Harry Knox has been appointed to Obama's Advisory Council on Faith-Based and Neighborhood Partnerships. Knox is director of the religion and faith program at the Human Rights Campaign (HRC), a homosexual activist organization.
He has referred to the Pope as a “discredited leader” and attacked the Catholic Knights of Columbus because of the group’s support of Proposition 8, the California ballot initiative that passed last November and defined marriage as being between a man and a woman.
“The Knights of Columbus do a great deal of good in the name of Jesus Christ, but in this particular case they were foot soldiers of a discredited army of oppression,” Knox told the San Francisco-based Bay Area Reporter on March 19.
The newspaper reported, “Knox noted that the Knights of Columbus ‘followed discredited leaders,’ including bishops and Pope Benedict, ‘a Pope who literally today said condoms don’t help in the control of AIDS.’”

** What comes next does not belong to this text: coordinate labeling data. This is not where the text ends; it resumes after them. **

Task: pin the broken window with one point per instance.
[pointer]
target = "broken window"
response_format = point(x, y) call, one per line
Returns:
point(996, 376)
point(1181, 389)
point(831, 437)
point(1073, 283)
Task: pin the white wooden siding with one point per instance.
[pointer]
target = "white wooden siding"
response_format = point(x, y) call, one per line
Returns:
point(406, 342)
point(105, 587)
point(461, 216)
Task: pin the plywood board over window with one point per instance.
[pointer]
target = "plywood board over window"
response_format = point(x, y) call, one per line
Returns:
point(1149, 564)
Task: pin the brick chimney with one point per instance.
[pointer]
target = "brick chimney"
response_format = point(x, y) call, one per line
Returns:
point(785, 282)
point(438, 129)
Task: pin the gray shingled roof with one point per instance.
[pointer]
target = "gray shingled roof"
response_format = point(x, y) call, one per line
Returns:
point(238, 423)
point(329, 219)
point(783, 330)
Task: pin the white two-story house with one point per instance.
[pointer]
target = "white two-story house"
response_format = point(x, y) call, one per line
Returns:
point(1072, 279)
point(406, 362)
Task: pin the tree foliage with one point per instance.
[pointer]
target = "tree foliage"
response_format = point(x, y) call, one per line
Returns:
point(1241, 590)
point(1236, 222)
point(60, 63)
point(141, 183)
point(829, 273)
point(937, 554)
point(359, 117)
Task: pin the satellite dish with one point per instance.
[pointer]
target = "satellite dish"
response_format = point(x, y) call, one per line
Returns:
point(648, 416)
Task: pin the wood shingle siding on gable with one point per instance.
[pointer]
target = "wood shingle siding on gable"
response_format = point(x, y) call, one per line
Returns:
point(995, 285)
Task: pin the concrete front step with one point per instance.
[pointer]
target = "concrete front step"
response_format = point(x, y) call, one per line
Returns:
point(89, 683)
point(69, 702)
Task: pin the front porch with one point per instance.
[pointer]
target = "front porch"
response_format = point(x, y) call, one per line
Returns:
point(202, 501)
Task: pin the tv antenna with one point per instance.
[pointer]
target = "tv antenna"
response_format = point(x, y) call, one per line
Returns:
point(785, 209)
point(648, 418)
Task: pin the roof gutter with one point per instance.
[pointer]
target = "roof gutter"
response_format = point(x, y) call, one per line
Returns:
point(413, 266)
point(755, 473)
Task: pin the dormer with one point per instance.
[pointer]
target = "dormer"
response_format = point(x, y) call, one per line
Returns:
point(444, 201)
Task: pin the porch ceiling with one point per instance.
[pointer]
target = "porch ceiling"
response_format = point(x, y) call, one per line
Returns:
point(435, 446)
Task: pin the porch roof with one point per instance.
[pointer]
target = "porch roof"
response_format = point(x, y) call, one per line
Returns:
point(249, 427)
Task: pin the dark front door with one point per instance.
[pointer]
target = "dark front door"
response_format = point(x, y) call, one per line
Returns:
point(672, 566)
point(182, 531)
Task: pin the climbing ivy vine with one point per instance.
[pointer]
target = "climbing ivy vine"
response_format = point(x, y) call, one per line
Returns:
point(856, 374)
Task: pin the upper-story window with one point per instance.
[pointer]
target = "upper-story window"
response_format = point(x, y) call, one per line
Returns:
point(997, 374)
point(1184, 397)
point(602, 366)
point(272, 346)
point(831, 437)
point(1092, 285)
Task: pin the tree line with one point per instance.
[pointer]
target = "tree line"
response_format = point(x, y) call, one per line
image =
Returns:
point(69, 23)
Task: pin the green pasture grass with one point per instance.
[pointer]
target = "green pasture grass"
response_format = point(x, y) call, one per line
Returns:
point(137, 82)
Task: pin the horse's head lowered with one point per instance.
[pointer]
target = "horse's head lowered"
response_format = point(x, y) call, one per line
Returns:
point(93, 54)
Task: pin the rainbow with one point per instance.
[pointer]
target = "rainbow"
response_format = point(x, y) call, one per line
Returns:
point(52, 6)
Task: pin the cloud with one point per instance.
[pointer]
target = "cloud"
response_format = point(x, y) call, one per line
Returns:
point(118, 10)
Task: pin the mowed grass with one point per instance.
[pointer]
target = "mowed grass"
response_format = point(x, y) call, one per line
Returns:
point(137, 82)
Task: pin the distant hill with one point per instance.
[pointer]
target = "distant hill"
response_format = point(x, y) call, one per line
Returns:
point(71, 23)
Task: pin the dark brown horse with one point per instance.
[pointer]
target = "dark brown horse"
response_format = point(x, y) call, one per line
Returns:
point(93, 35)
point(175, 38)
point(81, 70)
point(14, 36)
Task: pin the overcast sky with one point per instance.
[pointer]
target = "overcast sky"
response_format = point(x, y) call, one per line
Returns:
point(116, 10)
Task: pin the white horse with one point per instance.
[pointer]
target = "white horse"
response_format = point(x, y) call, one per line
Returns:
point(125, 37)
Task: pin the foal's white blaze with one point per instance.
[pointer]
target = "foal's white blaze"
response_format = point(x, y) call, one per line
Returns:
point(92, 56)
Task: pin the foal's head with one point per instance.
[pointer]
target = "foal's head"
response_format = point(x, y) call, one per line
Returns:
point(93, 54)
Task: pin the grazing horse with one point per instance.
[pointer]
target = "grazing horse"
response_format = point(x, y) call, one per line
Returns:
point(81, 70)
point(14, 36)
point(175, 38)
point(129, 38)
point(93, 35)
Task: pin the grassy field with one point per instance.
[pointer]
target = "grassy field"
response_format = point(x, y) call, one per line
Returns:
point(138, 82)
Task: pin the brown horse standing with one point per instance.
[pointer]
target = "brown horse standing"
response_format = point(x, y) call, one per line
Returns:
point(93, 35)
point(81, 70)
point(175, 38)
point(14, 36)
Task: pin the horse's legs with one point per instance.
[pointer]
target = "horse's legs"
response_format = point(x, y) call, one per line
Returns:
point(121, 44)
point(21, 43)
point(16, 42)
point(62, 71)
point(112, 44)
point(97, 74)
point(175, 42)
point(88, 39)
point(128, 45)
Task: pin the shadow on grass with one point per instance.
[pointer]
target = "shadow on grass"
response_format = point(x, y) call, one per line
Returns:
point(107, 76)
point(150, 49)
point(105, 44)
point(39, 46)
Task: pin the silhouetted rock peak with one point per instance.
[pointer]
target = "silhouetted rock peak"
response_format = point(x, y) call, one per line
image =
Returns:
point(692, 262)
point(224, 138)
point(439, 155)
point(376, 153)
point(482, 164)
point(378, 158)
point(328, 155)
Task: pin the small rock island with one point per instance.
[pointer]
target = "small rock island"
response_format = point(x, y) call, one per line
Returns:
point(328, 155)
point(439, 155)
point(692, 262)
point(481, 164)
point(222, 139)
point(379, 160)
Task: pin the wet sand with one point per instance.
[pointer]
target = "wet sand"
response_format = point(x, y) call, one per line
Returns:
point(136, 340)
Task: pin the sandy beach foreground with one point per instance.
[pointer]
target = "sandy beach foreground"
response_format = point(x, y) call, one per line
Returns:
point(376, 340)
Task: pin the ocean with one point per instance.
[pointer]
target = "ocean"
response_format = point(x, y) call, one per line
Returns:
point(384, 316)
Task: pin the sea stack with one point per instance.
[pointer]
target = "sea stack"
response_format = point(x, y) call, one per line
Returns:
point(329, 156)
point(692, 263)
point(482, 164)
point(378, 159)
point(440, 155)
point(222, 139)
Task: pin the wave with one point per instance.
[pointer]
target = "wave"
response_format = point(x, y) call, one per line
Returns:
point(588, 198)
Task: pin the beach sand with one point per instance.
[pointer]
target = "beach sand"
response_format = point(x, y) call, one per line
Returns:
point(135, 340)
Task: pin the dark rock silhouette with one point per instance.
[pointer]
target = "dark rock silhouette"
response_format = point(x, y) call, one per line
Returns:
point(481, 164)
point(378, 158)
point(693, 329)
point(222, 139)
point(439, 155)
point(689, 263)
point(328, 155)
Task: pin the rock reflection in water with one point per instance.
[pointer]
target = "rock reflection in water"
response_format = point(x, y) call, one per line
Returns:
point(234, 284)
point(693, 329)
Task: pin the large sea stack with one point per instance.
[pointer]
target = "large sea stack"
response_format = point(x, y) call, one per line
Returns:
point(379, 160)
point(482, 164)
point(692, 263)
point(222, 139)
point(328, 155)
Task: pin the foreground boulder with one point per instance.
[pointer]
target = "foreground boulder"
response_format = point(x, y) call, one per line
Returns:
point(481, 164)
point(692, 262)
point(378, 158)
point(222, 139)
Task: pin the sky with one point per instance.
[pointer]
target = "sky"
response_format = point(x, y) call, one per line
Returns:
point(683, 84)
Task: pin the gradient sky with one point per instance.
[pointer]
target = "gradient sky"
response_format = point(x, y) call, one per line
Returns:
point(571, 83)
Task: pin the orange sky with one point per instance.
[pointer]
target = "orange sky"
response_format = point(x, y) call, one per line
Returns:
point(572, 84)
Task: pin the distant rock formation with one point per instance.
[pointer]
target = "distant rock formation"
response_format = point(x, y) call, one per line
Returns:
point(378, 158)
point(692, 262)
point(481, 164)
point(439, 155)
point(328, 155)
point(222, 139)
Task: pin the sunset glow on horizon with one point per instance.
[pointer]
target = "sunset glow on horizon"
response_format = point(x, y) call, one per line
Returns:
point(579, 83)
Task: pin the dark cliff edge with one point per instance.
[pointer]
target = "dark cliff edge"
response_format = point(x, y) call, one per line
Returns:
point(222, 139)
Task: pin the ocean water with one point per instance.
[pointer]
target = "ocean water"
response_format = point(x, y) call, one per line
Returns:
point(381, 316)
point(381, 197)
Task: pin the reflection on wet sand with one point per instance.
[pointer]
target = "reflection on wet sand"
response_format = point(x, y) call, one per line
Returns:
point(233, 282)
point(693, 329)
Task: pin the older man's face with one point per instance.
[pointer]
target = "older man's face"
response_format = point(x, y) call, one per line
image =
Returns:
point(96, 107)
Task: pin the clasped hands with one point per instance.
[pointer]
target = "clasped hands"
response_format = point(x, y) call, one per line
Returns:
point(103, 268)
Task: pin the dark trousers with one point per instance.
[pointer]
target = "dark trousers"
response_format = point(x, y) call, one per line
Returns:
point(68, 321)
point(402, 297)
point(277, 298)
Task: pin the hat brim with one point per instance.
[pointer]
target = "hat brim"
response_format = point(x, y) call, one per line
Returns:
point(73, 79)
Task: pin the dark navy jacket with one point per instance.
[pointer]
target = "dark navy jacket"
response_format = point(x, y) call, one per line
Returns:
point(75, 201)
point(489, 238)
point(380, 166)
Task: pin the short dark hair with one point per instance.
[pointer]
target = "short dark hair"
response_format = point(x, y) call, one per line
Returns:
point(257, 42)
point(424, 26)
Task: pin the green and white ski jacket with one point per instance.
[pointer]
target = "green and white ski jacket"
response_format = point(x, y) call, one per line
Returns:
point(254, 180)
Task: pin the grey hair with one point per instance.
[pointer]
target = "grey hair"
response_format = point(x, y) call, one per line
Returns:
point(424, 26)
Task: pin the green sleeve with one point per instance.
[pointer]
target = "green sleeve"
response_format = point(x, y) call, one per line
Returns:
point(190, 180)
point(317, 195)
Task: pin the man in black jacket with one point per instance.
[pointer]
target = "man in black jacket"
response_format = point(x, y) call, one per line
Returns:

During his trip to Africa, Pope Benedict said that distributing condoms was not the answer to the problem of AIDS, and asserted that the best strategy was the church's efforts to promote sexual responsibility through abstinence and monogamy.
On April 6, Knox told the Cybercast News Service’s Web site CNSNews: “The Pope needs to start telling the truth about condom use. We are eager to help him do that.
"Until he is willing to do that and able, he’s doing a great deal more harm than good — not just in Africa but around the world. It is endangering people’s lives.”
Knox posted a statement on the HRC Web site on Monday saying that as a member of the 25-member Advisory Council, he “will support the president in living up to his promise that government has no place in funding bigotry against any group of people.”
Bill Donohue, president of the Catholic League, told CNSNews that the appointment of Knox “is exactly the kind of bastardization of common sense that the Obama people are putting forth. Quite frankly, I would prefer to see the entire faith-based initiative closed down . . .
“I’d rather people simply be honest and say we don’t believe in faith-based initiatives as they were initially intended by the previous administration, and what we’re going to do is thoroughly politicize them with these gay activists.”
President George W. Bush’s faith-based efforts focused on religious non-profit organizations, while Obama “has changed the focus to target community groups, religious and secular,” CNSNews reported.
Other members of Obama’s Advisory Board include the Rev. Otis Moss Jr., whose son replaced the Rev. Jeremiah Wright as pastor of Obama’s former church, the Trinity United Church of Christ in Chicago; the Rev. Jim Wallis, who has been called the “leader of the religious left” by The New York Times; and Rabbi David Saperstein, who denounced the U.S. Supreme Court in 2007 for upholding the federal ban on partial-birth abortions.